Le ministre des transport vient d’annoncer que la hausse des tarifs autoroutiers serait plus importante que prévue. Dans toutes les réactions que cette mesure suscite, je constate qu’une préoccupation est toujours absente : celle de la sécurité. Les statistiques nous prouvent pourtant que les autoroutes sont des infrastructures plus sûres que les autres. Les accidents y sont plus rares que sur les routes car les voies de circulations sont séparées et qu’on évite également les trop fréquentes collisions de carrefour.

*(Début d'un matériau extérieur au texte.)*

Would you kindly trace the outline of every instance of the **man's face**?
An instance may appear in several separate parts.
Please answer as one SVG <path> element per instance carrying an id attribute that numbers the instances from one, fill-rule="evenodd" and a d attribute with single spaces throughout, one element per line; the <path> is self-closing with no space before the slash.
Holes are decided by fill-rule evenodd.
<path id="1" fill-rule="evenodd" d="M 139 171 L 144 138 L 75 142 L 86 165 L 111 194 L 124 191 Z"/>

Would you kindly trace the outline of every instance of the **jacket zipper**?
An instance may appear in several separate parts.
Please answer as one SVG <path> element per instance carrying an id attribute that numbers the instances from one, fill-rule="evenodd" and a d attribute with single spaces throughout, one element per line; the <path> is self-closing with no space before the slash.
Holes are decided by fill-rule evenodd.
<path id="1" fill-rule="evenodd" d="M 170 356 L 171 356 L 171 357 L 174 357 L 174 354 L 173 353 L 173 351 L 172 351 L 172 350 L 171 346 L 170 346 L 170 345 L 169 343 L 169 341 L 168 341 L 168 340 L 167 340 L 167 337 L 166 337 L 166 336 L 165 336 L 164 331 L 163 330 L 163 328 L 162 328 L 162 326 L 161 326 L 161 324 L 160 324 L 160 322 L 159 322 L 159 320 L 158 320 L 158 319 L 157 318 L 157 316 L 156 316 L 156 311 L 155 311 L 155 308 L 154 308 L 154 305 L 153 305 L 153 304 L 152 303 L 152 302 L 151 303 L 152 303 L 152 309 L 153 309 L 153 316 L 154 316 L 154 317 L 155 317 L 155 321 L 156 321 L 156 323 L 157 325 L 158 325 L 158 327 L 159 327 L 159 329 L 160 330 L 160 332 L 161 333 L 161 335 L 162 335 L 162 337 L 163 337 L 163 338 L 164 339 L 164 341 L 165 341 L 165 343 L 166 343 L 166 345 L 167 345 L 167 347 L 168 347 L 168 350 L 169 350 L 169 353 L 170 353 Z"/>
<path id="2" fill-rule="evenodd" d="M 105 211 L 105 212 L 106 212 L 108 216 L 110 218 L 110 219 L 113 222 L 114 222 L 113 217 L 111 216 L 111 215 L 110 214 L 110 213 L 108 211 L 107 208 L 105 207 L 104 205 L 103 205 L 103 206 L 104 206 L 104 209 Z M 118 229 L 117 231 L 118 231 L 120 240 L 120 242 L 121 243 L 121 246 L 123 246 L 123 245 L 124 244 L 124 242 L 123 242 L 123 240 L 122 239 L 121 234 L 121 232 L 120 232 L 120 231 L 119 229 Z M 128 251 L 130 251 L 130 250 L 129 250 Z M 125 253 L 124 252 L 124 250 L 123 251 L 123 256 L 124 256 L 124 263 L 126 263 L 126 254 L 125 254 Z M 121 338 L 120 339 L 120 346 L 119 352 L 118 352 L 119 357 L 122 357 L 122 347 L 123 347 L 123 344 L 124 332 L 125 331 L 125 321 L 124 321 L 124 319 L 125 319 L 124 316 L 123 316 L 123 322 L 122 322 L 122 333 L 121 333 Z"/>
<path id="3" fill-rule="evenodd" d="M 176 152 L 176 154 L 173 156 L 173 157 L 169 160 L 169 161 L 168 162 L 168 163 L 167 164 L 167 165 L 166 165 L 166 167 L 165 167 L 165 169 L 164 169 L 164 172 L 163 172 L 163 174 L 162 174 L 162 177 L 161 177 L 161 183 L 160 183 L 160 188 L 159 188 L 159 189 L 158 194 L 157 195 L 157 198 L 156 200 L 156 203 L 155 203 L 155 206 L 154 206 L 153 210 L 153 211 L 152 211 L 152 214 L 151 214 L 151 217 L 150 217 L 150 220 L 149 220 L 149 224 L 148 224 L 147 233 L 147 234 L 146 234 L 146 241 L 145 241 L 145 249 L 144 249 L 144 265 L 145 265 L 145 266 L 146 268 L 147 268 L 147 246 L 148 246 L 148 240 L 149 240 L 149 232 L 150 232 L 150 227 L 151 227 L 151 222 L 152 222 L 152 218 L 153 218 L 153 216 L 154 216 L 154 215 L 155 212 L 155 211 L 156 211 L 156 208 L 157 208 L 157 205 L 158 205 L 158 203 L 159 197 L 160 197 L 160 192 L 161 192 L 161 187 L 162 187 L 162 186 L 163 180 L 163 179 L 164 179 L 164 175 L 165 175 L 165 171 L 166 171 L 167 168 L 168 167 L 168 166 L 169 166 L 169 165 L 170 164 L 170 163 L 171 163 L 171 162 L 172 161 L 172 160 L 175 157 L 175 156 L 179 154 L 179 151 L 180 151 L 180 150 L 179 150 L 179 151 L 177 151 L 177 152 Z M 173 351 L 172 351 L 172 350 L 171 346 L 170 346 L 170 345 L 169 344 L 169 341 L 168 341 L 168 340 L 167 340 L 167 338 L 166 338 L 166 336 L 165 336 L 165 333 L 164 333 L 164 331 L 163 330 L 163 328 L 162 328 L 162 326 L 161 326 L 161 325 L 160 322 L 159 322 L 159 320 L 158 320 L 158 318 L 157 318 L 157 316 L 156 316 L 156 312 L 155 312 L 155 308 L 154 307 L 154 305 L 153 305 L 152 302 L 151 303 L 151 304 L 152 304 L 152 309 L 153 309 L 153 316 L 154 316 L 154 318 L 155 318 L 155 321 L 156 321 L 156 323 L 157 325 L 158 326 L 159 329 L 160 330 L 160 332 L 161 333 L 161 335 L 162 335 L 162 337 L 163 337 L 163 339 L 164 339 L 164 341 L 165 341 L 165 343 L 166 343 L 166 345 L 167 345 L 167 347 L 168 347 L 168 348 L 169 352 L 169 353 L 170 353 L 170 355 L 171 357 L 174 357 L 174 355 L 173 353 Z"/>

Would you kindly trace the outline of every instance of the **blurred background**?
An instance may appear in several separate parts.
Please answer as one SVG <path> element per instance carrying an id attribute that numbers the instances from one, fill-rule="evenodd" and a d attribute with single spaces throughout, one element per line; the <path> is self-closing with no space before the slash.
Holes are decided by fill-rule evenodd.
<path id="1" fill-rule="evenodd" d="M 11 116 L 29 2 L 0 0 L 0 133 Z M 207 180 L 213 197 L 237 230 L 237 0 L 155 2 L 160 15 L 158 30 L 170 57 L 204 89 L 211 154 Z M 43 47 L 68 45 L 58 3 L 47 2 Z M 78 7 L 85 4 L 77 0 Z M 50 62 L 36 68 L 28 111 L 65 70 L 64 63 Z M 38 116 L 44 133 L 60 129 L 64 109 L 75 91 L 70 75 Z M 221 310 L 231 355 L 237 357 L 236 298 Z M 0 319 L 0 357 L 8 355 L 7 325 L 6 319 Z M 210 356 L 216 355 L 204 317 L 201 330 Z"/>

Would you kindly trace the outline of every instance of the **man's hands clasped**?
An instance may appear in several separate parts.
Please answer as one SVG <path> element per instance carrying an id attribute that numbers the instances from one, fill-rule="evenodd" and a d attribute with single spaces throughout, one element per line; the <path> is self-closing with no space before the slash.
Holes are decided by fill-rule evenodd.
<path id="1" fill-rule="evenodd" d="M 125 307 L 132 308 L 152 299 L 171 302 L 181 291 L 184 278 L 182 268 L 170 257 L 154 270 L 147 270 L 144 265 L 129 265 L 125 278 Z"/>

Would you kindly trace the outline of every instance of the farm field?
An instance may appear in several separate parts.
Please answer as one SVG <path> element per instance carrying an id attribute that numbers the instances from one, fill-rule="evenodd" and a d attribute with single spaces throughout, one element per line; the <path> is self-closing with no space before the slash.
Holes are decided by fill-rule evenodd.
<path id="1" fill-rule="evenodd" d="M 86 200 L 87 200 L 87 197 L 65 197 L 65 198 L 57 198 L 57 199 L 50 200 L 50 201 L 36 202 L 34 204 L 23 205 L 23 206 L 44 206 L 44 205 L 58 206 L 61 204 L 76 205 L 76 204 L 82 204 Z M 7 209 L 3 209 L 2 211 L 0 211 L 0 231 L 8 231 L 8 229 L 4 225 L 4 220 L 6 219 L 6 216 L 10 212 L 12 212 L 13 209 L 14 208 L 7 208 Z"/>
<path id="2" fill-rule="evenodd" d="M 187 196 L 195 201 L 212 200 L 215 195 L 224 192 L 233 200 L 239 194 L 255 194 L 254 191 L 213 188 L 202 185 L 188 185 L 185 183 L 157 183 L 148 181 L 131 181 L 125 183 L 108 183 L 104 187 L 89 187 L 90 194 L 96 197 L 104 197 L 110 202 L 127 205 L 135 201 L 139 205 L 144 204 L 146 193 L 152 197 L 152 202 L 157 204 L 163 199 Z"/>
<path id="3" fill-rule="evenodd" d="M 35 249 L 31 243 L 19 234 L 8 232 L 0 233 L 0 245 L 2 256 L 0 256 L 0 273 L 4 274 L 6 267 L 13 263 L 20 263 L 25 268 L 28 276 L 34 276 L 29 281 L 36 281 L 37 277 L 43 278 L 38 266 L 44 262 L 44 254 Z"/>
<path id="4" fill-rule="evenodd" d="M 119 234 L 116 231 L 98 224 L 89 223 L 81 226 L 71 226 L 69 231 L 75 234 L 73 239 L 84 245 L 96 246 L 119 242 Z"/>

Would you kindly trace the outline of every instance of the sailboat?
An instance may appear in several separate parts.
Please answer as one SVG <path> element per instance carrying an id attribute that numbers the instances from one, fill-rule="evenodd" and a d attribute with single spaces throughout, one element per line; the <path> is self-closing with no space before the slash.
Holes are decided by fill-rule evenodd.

Une politique de sécurité routière devrait donc favoriser leur utilisation et non dissuader les conducteurs par des tarifs exorbitants.

Même si cette hausse des péages peut sembler minime, sa répétition quotidienne est terriblement dissuasive. Personne ne semble penser à ces millions de Français contraints de prendre le volant pour se rendre chaque jour au travail. Pourtant c’est sur eux que va peser le plus durement la mesure. Au point de rejeter beaucoup de ces automobilistes vers le réseau secondaire et de les exposer à plus d’accidents. Car les chiffres prouvent aussi que ce sont les trajets quotidiens qui font le plus de victimes. Risquer un peu plus sa vie pour se rendre à son travail : Est-ce vraiment tout ce que les pouvoirs publics ont à nous offrir en cette rentrée 2016 ? Le gouvernement veut il prendre la responsabilité d’une nouvelle hausse des victimes de la route après les chiffres catastrophiques du début d’année ?

Il est possible pourtant de ne pas sacrifier la sécurité aux impératifs économiques. Sans pour cela entrer dans d’obscures polémiques sur le bien fondé des privatisations. Pourquoi ne pas négocier avec les sociétés d’autoroute, en échange de la hausse inéluctable, une autre politique tarifaire ? Comment peut-on admettre que les mêmes trajets coûtent plus cher, chez certains opérateurs, entre 7 h et 9 h, ou entre 16 h et 20 h ? Ou que les tarifs de péage soient majorés en semaine par rapport au week-end ? Pourquoi ne pas mettre en place, comme pour les transports en commun, des abonnements dégressifs pour les utilisateur réguliers , voire une participation des employeurs aux frais de déplacement ? L’approche sociale de ce problème devrait s’imposer à tous – état, entreprises, collectivités- parce qu’il y va de la vie de tous ceux qui travaillent, de leur intégrité physique. Et donc, de l’intérêt de tous.